We have some legacy code that I am struggling to understand - the original author is gone.
Apparently, Ghostscript PS to PDF conversion is very slow for certain files but putting object definitions as below speeds it up immensely (we are talking 8+ hours down to 8.5 minutes for a ~20,000 page file whereas Adobe Distiller takes ~20 minutes on the original with default options).
Original file extract (created with PReS):
/@GP
{
save exch mark exch
execform
cleartomark restore
} bd
...
gsave 0.62 0.62 scale @TestGraphic @GP grestore
Where @TestGraphic is an EPS image. This doesn't seem important as other programs use different non-EPS images with similar issues.
Modified file:
[/_objdef {new_graphic} /BBox [0 0 595 842] /BP pdfmark
@TestGraphic @GP
[/EP pdfmark
...
gsave 0.62 0.62 scale
[ {new_graphic} /SP pdfmark
grestore
We have seen similar behaviour on both Unix and Windows over various gs
versions. The timings were conducted with fairly standard options:
"c:\Program Files (x86)\gs\gs9.21\bin\gswin32c" \
-dNOPAUSE -dBATCH -sDEVICE=pdfwrite -o test.pdf test.ps
I'm not too interested in diagnosing why it is slow (it would take a long time to remove sensitive data from the file but I can try if it's really needed) but rather what benefit the objection definition and pdfmark commands provide.

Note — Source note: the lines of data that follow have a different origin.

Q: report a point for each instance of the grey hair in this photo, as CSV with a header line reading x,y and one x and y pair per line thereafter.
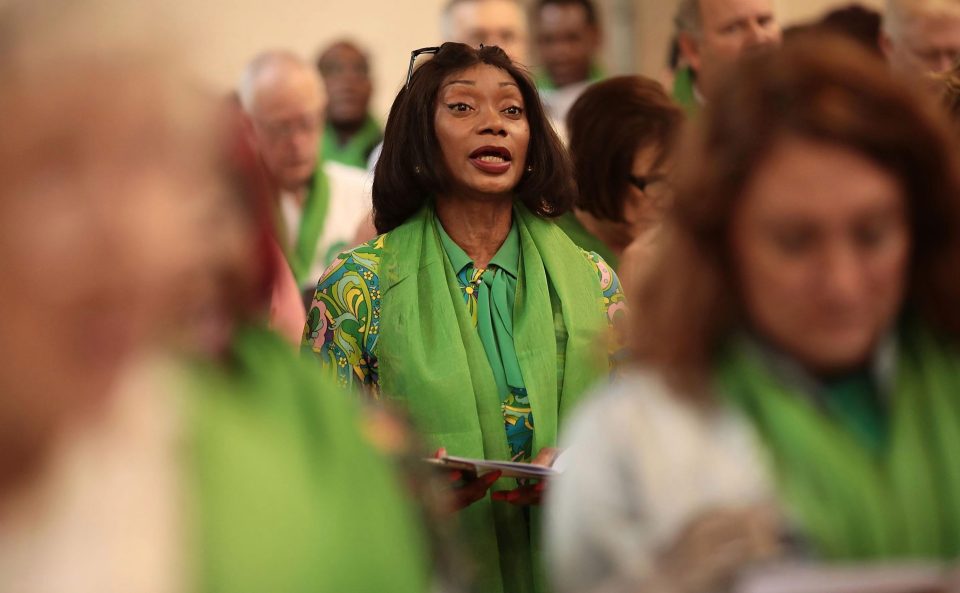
x,y
264,61
446,17
687,18
898,12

The original script referenced http://wwwimages.adobe.com/content/dam/Adobe/en/devnet/postscript/pdfs/5113.Forms.pdf and was designed to enable execform caching on certain printer RIPs and Distiller (which each struggled with large full-colour images), however Ghostscript didn't support execform caching so this alternate pdfmark technique was adopted, with no notes on why.
Edit: Added gist of form definition with data removed:
https://gist.github.com/anonymous/676924d451188276053b9b472279e382
You are most likely using older versions of Ghostscript. Your original fragment uses PostScript forms, which is unusual, and older versions of the pdfwrite device did not preserve forms as forms, but instead 'unrolled' the form definition each time it was used.
This will, unsurprisingly, result in much larger output files, especially if, as is likely, the form is the majority of the content and is used on every page.
The pdfmark code defines a PDF object, and then references that object each time. Only one object, so the file is much smaller, so you spend much less time assembling it, and copying identical data 20,000 times.
Of course, new versions of the pdfwrite device will preserve forms, so most likely the benefit of creating and referencing the PDF object directly is long gone.
Its nothing to do with caching of forms (not 'execform caching'), its to do with whether a form in the input PostScript is preserved as a form in the output PDF or not.
By the way, it is important to understand why the performance is poor, wihtout that you can't possibly understand why another approach is faster.